Decisão do STF pode acelerar processo contra Cunha no Conselho de Ética

Caso condenado por seus pares, ele pode perder o mandato e tornar-se passível de prisão

Manifestantes celebram afastamento de Cunha.
Manifestantes celebram afastamento de Cunha. EFE

O inferno de Eduardo Cunha pode estar apenas no começo. Um dos efeitos colaterais da decisão do Supremo Tribunal Federal pode ser a aceleração do processo contra ele na própria Câmara, que corre tão a passos lentos no Conselho de Ética que já se tornou o mais longo da história contra um parlamentar. Caso seja condenado por seus pares, ele pode perder de vez o mandato e ver seu foro privilegiado desaparecer, tornando-se passível de prisão por envolvimento no escândalo da Lava Jato.

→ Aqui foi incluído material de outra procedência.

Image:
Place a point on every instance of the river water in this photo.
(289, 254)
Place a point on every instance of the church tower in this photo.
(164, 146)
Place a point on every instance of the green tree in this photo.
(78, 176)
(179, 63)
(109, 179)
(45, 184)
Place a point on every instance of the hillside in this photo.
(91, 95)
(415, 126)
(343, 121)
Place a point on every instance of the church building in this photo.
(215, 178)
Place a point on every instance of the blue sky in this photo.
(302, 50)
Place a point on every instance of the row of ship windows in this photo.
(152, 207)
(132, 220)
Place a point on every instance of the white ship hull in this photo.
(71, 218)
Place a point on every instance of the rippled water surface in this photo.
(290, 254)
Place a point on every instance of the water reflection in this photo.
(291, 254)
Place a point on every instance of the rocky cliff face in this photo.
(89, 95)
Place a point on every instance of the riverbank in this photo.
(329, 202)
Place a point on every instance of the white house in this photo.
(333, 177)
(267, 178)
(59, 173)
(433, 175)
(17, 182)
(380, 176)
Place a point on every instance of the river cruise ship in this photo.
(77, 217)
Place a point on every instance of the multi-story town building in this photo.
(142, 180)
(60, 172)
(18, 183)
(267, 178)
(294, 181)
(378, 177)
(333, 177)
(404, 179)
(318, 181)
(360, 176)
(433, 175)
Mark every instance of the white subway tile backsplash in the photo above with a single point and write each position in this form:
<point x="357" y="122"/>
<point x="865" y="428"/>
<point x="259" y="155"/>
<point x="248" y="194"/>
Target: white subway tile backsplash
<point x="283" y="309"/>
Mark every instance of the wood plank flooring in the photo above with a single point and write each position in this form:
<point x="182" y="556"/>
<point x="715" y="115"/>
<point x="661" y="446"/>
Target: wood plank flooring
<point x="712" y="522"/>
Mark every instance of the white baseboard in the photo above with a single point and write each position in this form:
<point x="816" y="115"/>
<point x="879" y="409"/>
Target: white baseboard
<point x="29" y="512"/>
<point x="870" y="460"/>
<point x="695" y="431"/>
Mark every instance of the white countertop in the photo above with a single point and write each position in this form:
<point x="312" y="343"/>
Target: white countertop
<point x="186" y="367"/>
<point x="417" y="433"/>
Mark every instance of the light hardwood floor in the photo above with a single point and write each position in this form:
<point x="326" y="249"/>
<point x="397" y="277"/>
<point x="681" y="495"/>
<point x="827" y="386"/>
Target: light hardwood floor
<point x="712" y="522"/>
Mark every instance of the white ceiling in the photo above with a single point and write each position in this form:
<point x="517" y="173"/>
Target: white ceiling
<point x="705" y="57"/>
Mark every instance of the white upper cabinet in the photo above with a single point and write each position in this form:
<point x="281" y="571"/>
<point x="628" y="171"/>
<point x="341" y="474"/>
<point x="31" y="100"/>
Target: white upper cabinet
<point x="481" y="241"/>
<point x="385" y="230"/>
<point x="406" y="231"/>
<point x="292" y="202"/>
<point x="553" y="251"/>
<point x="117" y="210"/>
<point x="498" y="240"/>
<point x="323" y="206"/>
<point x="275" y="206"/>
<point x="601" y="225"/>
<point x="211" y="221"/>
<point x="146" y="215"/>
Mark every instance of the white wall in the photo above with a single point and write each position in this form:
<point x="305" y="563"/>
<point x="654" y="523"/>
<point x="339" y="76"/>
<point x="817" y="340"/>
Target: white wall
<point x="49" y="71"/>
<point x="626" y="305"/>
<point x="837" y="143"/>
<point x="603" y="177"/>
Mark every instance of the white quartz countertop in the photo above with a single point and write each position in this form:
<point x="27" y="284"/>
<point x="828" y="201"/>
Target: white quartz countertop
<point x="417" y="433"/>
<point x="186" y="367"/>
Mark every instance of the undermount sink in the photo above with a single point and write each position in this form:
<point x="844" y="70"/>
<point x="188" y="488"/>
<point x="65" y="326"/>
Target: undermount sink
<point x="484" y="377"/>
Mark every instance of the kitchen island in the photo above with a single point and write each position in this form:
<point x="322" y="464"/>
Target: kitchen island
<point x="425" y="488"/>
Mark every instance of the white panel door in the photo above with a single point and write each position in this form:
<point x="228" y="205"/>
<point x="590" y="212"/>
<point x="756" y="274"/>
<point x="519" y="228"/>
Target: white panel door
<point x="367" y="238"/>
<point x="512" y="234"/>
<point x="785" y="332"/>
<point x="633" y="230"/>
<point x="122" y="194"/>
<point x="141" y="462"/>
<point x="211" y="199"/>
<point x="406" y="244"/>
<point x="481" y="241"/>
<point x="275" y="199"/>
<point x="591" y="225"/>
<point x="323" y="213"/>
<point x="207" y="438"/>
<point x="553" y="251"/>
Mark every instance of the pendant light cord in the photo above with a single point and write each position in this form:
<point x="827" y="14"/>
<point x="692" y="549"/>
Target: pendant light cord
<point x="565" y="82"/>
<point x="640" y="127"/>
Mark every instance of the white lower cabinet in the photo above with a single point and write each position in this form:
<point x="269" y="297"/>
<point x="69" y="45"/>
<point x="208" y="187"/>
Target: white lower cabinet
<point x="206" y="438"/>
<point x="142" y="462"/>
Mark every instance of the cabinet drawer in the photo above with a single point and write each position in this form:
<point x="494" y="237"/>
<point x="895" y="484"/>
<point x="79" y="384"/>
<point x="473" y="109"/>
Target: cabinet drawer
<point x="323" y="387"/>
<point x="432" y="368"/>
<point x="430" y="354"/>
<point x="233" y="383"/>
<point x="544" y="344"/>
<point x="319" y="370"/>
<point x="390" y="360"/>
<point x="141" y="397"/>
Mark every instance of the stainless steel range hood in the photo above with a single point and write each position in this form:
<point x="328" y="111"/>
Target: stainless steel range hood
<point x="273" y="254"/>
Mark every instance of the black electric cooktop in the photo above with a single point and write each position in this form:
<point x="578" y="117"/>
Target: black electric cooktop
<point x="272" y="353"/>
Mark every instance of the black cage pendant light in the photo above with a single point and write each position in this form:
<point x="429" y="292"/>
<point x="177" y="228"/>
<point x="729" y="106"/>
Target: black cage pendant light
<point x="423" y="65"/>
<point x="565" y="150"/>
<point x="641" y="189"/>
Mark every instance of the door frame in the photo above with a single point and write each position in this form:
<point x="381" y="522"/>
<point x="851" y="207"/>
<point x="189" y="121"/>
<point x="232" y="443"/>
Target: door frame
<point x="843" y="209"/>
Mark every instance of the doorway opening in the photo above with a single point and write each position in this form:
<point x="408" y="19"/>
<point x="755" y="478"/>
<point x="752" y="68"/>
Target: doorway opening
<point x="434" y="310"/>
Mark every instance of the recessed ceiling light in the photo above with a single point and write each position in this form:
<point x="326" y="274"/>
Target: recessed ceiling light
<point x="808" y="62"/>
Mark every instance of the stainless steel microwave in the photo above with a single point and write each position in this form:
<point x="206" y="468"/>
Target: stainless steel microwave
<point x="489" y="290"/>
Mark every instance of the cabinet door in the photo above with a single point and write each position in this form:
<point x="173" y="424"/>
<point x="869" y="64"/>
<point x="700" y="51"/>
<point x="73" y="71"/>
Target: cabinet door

A manobra contra ele na Casa pode ser de interesse até dos membros de seu próprio partido. Como apenas o Conselho de Ética pode tirar o cargo de um deputado, segundo as regras da Casa, a presidência da Câmara ainda não é considerada vaga e, por isso, não há a possibilidade de que se realizem novas eleições para o cargo, segundo o regimento. Neste limbo de poder, Waldir Maranhão (PP-MA), até então primeiro vice-presidente da Casa, assume a função, o que pode representar um incômodo para o vice-presidente, Michel Temer, que assumirá a presidência da República caso o Senado referende o impeachment de Dilma Rousseff.

O parlamentar sempre foi visto como um dos asseclas de Cunha na Casa, mas, às vésperas da votação do impeachment da presidenta, ele decidiu se rebelar. Após se encontrar com o governador de seu Estado, Flavio Dino (PCdoB), aliado do Governo, preferiu votar contra a saída da presidenta. Governistas afirmam que ele recebeu a promessa de que terá apoio do governador para se candidatar a senador nas próximas eleições. Por isso, não se sabe como ele se comportaria em relação a um eventual Governo Temer. Como presidente da Câmara, teria o poder de decidir quais os projetos serão votados pela Casa e, até, poderia abrir um eventual processo de impeachment contra Temer, como quer o PT.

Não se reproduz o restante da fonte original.